To give him pleasure she exchanged with him a brilliant and triumphant glance, though at this moment she felt that her love for him concerned itself less with ambition than she had ever supposed. Incredulously she whispered to her harsh, sceptical mind that it almost seemed as if its sphere were not among temporal things. But it gave her a real rapture to perceive in his eyes the elder brother of the expression that had always dwelt there in his childish days when he announced to her his cricket-scores and his prizes; even so, she had thought then, the adjutant of a banished leader might hand him down arrows to shoot on the city that had exiled him. And indeed the success of their conspiracy had been marvellous. In old times they had looked out of this house under lowered and defiant brows, knowing there was none without who knew of them who did not despise them. But now they could smile tenderly and derisively out into this hushed moonlight that received the uncountable and fatuously peaceful breaths of the sleepers who had been their enemies and were to be their slaves. It was strange that at this of all instants she should for the space of a heartbeat lose her sense of the uniqueness of her fate and be confounded by amazement at the common lot in which they two and the vanquished sleepers alike partook. Was it possible that this could be? That this plethora of beings that coated the careless turning earth like grains of dust on a sleeping top were born—mysterious act!—and mated—act so much more mysterious than it seemed!—and died—act which was the essence of mystery! She was dizzied with astonishment, and to steady herself put out her hands and caught hold of those broad shoulders, which, her marvelling mind recalled to her, she had miraculously been able to make out of her so much less broad body. She felt guilty as she recovered, for the habit of thinking about subjects unconnected with her family had always seemed to her as unwomanly as a thin voice or a flat chest. Penitently she dropped a kiss on his forehead and muttered, "Richard, you're a good son. You've made up for everything I've been through many times over...."

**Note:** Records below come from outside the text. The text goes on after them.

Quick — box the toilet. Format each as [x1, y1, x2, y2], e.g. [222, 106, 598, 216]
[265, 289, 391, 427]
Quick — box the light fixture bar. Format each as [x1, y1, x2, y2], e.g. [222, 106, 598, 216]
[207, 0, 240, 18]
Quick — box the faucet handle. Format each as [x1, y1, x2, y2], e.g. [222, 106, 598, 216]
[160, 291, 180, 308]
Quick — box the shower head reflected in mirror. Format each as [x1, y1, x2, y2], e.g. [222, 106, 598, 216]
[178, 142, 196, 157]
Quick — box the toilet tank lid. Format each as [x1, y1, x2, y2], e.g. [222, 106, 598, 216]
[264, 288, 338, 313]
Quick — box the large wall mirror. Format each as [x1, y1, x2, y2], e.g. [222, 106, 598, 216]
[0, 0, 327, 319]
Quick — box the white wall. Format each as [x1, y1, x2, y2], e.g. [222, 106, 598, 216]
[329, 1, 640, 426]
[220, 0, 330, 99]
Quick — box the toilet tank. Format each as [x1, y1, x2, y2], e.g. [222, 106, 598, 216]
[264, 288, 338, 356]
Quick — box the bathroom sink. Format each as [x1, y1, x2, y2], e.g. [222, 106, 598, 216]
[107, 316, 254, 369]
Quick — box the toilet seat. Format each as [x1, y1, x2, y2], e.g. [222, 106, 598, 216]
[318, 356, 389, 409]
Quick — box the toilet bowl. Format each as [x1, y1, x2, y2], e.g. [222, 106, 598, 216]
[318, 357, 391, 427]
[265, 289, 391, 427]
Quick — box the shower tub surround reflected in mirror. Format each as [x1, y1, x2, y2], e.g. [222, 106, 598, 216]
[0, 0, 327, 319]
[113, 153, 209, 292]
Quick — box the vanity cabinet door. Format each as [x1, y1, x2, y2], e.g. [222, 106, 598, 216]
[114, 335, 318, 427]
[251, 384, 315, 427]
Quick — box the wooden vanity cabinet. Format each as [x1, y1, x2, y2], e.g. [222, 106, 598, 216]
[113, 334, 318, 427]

"Then stay up with me a little," he said. "Don't let's go to bed yet." He stretched out his arm and moved a wicker armchair that stood on the hearth till it faced the grate. "Sit down, dear, and I'll make you a fire. Dear, do sit down. This is the last night we shall have together." She obeyed, for he spoke with the sullenness which she knew to be in him a mask of intense desire. He busied himself with the fire and coal that the servants had left ready for the morning, and when he had made a blaze he squatted down on the rug and rested his head on her lap and seemed to sleep.
But he did not. Against the fine silk of her kimono she felt the sweep of his eyelashes. "Why is he doing this?" she wondered; and discovered happily, "Ah, he is going to tell me about Ellen." She waited serenely, while the clock ticked.